I'm a relative newbie to programming and electronics, with a lot of perseverance I've built my own Arduino controlled home brewery and now my attention has turned to serving the beer! I've got a beer fridge (kegerator) with 4 taps and want to display the amount left in each keg. I'm concentrating on the display first.
I've got 4 CC and 4CA dual segment displays:
I also have a bunch of 74HC595N shift registers. From my research I believe its possible to drive each display via a '595 and PNP / NPN transistors to sink /source current, depending on which type of display is used (not forgetting current limiting resistors on each data pin on the display). I really could do with some pointers as to a schematic using a 328 Arduino chip, I've seen loads of different ways to drive 7 segment displays and I'm a wee bit baffled by it all!
You can use a 74595 as you describe, 1 chip per digit and load all the bits as needed for common-anode or common cathode each time you want to update the display. Or you can use a single 74595 to drive the segments, and an IO pin (with a transistor) for each digit and quickly scan through all the digits repeatedly; that's a bit easier hardware-wise, a bit harder code-wise.
There are also chips like the 7447 which will take your digit in BCD on 4 inputs and decode the 7-segment font to drive a single digit.
The easiest way, in my opinion, is to use a MAX7219 which will drive up to 8 common-cathode digits from a single chip needing 3 IO pins on your controller. You simply set the values the digits should display and the chip takes care of the rest including constant current drive.

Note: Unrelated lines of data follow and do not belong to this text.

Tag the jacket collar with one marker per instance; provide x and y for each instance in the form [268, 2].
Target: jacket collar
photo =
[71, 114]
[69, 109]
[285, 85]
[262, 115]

There is an LedControl library available which makes this route extremely easy.
Hello,
try this library I written: http://laurent.le.goff.free.fr/blog/IMG/zip/sevenseg.zip
This version is suitable for common cathode and anode common, directly connected to the arduino, look at example, and the image in the zip file.
not exceed 6mA per LED (40mA max per pin)
Wow that was quick; only 3 working days and 4 MAX7219 chips have just landed on my desk in the UK from San Jose!
I ordered some from taydaelectronics in Bangkok, Thailand - they also arrived quickly to east coast US, but from a Colorado (western US) address with no hint that Thailand was involved outside of a piece of taydaelectronics advertising in the packate. Don't understand the delivery flow there.
Waiting on delivery of a large piece of perfboard now, coming Niagara Falls area (western NY), really surprised it didn't arrive before the '7219's.
Will mount 4 large (60mm) LED matrices, the 4 7219's, maybe build up a standalone arduino too.